- Directed by: Saul Rubinek
- Written by: Wendel Meldrum
- Produced by: Elinor Reid
- Starring: Wendel Meldrum Mark Humphrey Luke Humphrey
- Cinematography: Steve Ackerman
- Edited by: Chris Kern
- Distributed by: Somerville House Critical Mass
- Release date: June 7, 2005;
- Running time: 92 minutes
- Country: United States
- Language: English

= Cruel but Necessary =

Cruel but Necessary is a 2005 independent film directed by Canadian actor/film director Saul Rubinek. Actress Wendel Meldrum took a turn as a screenwriter for this project. Meldrum stars in the film as Betty Munson, a woman struggling to put her life back together after her marriage falls apart. Betty decides to secretly videotape family, friends, and others to help understand the truth of her life.
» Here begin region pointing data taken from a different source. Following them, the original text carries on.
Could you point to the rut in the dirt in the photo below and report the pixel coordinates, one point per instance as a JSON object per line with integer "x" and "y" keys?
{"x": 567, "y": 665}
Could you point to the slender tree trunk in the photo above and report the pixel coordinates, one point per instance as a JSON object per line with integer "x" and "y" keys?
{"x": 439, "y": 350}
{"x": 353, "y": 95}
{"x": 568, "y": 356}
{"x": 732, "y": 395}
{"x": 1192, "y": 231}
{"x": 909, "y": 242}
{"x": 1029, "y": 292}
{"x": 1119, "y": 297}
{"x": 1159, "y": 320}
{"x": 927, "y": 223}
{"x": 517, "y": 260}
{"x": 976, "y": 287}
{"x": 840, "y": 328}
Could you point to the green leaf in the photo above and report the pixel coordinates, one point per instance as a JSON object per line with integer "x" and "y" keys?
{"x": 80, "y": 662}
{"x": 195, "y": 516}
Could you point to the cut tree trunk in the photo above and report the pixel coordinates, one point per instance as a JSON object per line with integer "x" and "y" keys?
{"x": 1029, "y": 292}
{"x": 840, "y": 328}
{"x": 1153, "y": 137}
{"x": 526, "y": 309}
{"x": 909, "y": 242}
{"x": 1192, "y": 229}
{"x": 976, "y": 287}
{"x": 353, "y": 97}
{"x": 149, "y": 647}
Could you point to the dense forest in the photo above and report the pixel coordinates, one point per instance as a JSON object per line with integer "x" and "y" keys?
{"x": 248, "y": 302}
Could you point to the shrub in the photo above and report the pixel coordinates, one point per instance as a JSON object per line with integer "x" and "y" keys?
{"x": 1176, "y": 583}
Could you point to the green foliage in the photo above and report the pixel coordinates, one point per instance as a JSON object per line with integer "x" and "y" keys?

Meldrum's own ex-husband Mark Humphrey and son Luke Humphrey play her onscreen ex-husband and son.

Portions of Cruel but Necessary were posted on YouTube beginning in 2007. The film was released on DVD November 11, 2008.

==Cast==
- Wendel Meldrum as Betty Munson
- Mark Humphrey as Doug Munson
- Luke Humphrey as Darwin Munson
- Fred Goss as Chad
- James O'Connell as Teddy
- Julie Payne as Pearl
- Lisa Zane as Gynecologist

== Awards ==
Outstanding Actress in a Female Role, Wendel Meldrum - 2007 Winnipeg International Film Festival.